Une nouvelle étude élargit les travaux lancés il y a vingt ans lorsqu'une équipe de scientifiques de l'Université de Cambridge au Royaume-Uni a développé un test d'empathie cognitive appelé le test «Reading the Mind in the Eyes» (ou le test des yeux, en abrégé) .

Ils ont découvert que les gens peuvent rapidement interpréter ce qu'une autre personne pense ou ressent en regardant ses yeux seuls. Il a également montré que certains d'entre nous sont meilleurs que d'autres et que les femmes obtiennent en moyenne de meilleurs résultats à ce test que les hommes.

Aujourd'hui, la même équipe, qui travaille avec la société de génétique 23andMe et des scientifiques de France, d'Australie et des Pays-Bas, publie les résultats d'une nouvelle étude des performances de ce test auprès de 89 000 personnes à travers le monde.

La majorité d'entre eux étaient des clients 23andMe qui ont consenti à participer à la recherche.
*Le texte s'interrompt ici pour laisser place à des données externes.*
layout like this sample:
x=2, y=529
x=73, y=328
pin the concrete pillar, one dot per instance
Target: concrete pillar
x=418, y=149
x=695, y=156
Les résultats ont confirmé que les femmes obtiennent en moyenne de meilleurs résultats à ce test.

Les résultats de l'étude apparaissent dans le journalPsychiatrie moléculaire.

La nouvelle étude a confirmé que les gènes influent sur les performances du test des yeux. Les chercheurs ont également découvert que chez les femmes, les variantes génétiques clés du chromosome 3 sont associées à leur capacité à «lire l'esprit dans les yeux».

L'étude a été dirigée par Varun Warrier, un Ph.D de Cambridge. étudiant, et les professeurs Simon Baron-Cohen, directeur du Centre de recherche sur l'autisme de l'Université de Cambridge, et Thomas Bourgeron, de l'Université Paris Diderot et de l'Institut Pasteur.

Fait intéressant, les performances du test des yeux chez les hommes n'étaient pas associées à des gènes dans cette région particulière du chromosome 3.

Les chercheurs ont également trouvé le même modèle de résultats dans une cohorte indépendante de près de 1500 personnes qui faisaient partie de la Brisbane Longitudinal Twin Study, ce qui suggère que l'association génétique chez les femmes est une conclusion fiable.

Les gènes les plus proches dans cette minuscule étendue du chromosome 3 incluent LRRN1 (Leucine Rich Neuronal 1) qui est très actif dans une partie du cerveau humain appelée striatum, et qui a été montré en utilisant la numérisation cérébrale pour jouer un rôle dans l'empathie cognitive.

Conformément à cela, les variantes génétiques qui contribuent à des scores plus élevés au test des yeux augmentent également le volume du striatum chez l'homme, une découverte qui doit être étudiée plus en détail.

Des études antérieures ont montré que les personnes atteintes d'autisme et d'anorexie ont tendance à obtenir des scores inférieurs au test des yeux.

L'équipe a constaté que les variantes génétiques qui contribuent à des scores plus élevés au test des yeux augmentent également le risque d'anorexie, mais pas d'autisme. Ils pensent que cela peut être dû au fait que l'autisme implique à la fois des traits sociaux et non sociaux, et ce test ne mesure qu'un trait social.

Warrier a déclaré: «Il s'agit de la plus grande étude jamais réalisée sur ce test d'empathie cognitive au monde. Il s'agit également de la première étude à tenter de corréler les performances de ce test avec la variation du génome humain.

«C'est un pas en avant important pour le domaine des neurosciences sociales et ajoute une pièce de plus au puzzle de ce qui peut provoquer une variation de l'empathie cognitive.»

Bourgeron a ajouté: «Cette nouvelle étude démontre que l'empathie est en partie génétique, mais nous ne devons pas perdre de vue d'autres facteurs sociaux importants tels que l'éducation précoce et l'expérience postnatale.»

«Nous sommes enthousiasmés par cette nouvelle découverte», a déclaré Baron-Cohen, «et testons maintenant si les résultats se répliquent, et explorons précisément ce que ces variantes génétiques font dans le cerveau, pour donner lieu à des différences individuelles dans l'empathie cognitive.

«Cette nouvelle étude nous rapproche un peu plus de la compréhension de ces variations dans la population.»